Un cas de grippe aviaire découvert dans l'Allier

Un cas de grippe aviaire a été détecté dans l'Allier le 6 février. Il s'agit d'un cygne qui se trouvait sur un étang à Monestier. Toutes les volailles doivent rester confinées dans les villages à 5 km tout autour de cette commune, à compter de ce mardi 16 février.

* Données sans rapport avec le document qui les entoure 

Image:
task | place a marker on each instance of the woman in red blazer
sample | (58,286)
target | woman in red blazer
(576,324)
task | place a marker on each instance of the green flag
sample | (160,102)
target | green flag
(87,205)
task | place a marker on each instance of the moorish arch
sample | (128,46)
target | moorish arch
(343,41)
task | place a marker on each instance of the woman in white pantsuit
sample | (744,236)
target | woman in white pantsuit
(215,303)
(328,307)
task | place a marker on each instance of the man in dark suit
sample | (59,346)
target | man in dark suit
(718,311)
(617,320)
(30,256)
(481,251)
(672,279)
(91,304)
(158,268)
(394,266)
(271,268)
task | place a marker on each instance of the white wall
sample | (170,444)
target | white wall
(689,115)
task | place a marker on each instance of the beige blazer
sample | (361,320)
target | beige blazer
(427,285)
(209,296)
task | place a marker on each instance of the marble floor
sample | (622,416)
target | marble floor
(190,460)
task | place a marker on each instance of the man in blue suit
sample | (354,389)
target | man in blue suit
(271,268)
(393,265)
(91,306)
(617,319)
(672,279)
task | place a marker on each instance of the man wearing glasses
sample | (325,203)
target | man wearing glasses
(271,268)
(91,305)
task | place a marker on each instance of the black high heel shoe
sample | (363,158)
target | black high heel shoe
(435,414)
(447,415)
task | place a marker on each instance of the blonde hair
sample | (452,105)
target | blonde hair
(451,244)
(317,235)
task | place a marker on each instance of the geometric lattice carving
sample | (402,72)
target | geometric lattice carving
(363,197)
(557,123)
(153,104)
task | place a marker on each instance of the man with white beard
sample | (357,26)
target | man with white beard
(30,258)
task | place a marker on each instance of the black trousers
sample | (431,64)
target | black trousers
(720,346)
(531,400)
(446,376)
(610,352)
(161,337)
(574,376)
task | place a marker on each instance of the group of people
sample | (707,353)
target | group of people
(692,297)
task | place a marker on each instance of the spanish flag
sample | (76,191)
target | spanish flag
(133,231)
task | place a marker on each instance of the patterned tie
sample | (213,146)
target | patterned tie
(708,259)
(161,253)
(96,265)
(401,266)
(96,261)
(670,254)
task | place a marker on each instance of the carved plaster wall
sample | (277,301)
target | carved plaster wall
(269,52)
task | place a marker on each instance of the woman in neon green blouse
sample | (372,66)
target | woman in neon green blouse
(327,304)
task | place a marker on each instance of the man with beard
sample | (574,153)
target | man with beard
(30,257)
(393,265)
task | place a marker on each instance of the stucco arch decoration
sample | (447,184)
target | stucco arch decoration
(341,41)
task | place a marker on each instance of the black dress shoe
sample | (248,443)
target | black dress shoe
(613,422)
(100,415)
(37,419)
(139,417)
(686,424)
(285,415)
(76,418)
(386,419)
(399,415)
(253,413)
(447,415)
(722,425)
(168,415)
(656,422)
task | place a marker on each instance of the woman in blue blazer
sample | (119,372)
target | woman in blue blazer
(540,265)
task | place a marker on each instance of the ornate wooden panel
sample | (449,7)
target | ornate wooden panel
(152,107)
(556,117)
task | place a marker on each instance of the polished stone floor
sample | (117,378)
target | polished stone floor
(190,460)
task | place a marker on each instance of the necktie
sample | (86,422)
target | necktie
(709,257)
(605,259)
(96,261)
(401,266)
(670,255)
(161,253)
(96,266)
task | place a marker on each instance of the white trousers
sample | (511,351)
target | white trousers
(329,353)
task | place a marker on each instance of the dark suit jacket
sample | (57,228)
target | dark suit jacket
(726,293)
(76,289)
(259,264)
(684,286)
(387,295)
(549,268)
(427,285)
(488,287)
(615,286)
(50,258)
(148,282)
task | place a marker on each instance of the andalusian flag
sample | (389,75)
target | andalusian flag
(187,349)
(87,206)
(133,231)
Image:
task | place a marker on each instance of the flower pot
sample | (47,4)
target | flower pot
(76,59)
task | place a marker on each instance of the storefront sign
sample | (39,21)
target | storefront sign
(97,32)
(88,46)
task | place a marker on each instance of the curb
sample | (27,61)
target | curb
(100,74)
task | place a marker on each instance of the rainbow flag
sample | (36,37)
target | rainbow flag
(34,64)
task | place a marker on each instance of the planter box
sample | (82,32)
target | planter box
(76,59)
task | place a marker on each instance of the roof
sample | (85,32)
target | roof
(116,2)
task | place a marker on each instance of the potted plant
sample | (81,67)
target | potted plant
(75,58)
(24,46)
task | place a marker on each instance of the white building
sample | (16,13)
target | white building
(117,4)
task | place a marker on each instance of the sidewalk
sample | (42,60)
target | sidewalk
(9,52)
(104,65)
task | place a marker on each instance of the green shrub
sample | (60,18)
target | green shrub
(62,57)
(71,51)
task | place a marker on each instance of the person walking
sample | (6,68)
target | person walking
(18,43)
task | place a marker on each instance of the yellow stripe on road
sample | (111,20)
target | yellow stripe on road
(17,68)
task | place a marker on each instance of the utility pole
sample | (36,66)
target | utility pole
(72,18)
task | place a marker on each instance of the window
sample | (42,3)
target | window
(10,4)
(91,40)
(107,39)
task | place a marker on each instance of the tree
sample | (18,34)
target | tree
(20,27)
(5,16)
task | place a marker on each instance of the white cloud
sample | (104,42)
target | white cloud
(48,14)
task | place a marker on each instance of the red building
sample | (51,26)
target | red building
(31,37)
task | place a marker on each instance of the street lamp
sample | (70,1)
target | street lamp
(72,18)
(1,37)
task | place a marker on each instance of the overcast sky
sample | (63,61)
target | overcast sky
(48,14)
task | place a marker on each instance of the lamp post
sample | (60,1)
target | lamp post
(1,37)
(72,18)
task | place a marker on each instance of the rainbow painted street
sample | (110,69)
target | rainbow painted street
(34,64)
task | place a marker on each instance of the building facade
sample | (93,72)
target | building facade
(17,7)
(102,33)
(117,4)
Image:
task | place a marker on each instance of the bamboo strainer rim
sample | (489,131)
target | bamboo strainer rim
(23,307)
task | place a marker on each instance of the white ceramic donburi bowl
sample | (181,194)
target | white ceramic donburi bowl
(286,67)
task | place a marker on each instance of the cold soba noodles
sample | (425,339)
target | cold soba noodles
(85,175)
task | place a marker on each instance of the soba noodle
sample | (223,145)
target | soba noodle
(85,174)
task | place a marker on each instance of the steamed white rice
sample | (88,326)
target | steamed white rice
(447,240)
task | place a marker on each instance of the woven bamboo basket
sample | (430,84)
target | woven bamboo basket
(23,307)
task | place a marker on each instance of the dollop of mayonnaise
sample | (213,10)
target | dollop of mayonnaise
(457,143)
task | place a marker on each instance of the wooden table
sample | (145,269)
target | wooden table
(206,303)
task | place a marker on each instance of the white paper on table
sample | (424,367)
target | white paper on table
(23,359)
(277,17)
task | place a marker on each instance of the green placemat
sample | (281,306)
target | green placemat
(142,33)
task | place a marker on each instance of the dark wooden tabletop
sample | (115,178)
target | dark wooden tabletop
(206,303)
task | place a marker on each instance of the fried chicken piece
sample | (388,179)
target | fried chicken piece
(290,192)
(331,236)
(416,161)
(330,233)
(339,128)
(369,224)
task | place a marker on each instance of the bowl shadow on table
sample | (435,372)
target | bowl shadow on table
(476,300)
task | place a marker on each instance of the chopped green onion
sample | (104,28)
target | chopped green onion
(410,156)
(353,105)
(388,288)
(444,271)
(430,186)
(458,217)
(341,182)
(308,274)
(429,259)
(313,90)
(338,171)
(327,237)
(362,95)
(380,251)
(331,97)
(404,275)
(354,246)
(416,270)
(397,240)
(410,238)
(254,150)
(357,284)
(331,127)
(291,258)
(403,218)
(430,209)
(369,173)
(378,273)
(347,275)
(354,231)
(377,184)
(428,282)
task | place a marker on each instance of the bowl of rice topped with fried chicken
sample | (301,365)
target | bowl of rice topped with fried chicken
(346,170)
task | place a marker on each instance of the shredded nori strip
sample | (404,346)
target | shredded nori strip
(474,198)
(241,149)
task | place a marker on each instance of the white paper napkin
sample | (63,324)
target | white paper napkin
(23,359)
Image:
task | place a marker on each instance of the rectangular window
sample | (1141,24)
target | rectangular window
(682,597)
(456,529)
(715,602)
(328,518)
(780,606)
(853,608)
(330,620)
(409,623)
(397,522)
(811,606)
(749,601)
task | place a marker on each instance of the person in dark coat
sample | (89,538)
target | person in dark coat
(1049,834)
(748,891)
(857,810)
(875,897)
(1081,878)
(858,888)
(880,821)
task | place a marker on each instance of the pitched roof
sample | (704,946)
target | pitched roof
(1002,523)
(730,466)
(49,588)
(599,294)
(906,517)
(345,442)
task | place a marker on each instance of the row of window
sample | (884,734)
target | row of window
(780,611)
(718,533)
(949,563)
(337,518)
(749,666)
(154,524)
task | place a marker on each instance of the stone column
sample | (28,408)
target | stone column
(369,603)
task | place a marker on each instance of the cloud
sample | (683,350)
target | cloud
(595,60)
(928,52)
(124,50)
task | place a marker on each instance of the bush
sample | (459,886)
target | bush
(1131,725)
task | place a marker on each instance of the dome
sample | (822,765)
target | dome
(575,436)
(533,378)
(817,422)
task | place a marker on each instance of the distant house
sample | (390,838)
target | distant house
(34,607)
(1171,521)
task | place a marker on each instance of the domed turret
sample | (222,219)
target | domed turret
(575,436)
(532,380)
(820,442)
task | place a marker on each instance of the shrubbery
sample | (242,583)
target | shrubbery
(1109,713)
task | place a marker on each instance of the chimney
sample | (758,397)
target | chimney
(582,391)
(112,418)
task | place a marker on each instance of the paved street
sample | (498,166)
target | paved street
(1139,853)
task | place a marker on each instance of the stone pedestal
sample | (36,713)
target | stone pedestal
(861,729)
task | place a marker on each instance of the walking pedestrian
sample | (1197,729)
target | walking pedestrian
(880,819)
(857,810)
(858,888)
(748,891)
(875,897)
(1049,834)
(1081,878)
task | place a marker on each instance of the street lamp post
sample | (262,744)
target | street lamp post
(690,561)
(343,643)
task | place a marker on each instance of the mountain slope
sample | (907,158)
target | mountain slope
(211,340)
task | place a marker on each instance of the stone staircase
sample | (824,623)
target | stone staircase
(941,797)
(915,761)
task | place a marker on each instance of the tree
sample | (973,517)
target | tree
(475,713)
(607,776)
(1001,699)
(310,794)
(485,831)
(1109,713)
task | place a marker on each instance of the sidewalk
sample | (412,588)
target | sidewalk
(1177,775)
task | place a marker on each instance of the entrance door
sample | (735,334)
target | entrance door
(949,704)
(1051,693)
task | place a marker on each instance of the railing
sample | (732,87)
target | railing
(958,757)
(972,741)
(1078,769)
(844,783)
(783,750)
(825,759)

Un cas de grippe aviaire a été découvert à Monestier (Allier) le 6 février, les volailles sont donc confinées dans un rayon de 5 km autour du village.
Un cas de grippe aviaire a été découvert à Monestier (Allier) le 6 février, les volailles sont donc confinées dans un rayon de 5 km autour du village. © S.Vinot/FTV

Pour les volailles à 5 kilomètres autour de Monestier (Allier), fini les sorties dans le parc. A partir de ce mardi 16 février, les volailles sont confinées pour 3 semaines : les propriétaires doivent les enfermer depuis qu’un cygne est mort de la grippe aviaire dans le village. Julien Colonna, un habitant de Chantelle, un village à proximité, n'est pas particulièrement inquiet pour les oiseaux qu’il possède : « On est quand même isolés, et puis on ne peut pas tout contrôler non plus. Les oiseaux, ils passent au-dessus, on n’a pas la main sur la nature. Mes animaux ont de l’espace, on passe tous les jours s’en occuper. Pour l’instant on n’envisage pas que nos oiseaux puissent avoir le virus. »

Les habitants prévenus par leur maire

Le cygne a été retrouvé mort le 6 février dans un étang à Monestier. Depuis ce mardi, toutes les volailles dans les 5 km à la ronde ont obligation de rester enfermées dans un bâtiment. Yves Maupoil, maire de Monestier prévient ses administrés qu’ils doivent garder leurs volailles enfermées pour quelques temps : « On est en charge de prévenir tous les gens susceptibles d’avoir des volailles chez eux et on doit fournir la liste de tous les particuliers qui ont des volailles chez eux. Les gens doivent empêcher tout contact avec les oiseaux sauvages. »

Un impact sur la filière française

Dans l’élevage de poulets label rouge de Rémi Depresle, agriculteur de la région, les animaux sont confinés depuis 3 mois déjà. Cet éleveur l’accepte du mieux qu'il peut : « Je pensais qu’on allait sortir les volailles au mois de février-mars, mais je crois que c’est fichu. Nos volailles, elles ne sont pas bien quand elles sont obligées de rester à l’intérieur. J’ai un peu peur aussi que les gens s’inquiètent et ne mangent plus de volailles. »  

"Nous, en tant que professionnels, on a un gros impact sur nos élevages"

Ce qui agace le plus Rémi Depresle, c'est de voir toutes les volailles des particuliers encore dehors aujourd'hui. « Les gens ne respectent pas. Nous, en tant que professionnels, on a un gros impact sur nos élevages. Les particuliers ne se rendent pas compte de l’impact sur toute la filière volaille. Nous, on se fait déclasser nos volailles derrière, parce qu’elles sont piquées, parce qu’elles ne sortent pas, parce qu’elles sont énervées, parce qu’on a plus de morts… ce n’est pas bon pour la filière ! » Pendant trois semaines, les élevages professionnels ont également interdiction de vendre leurs animaux.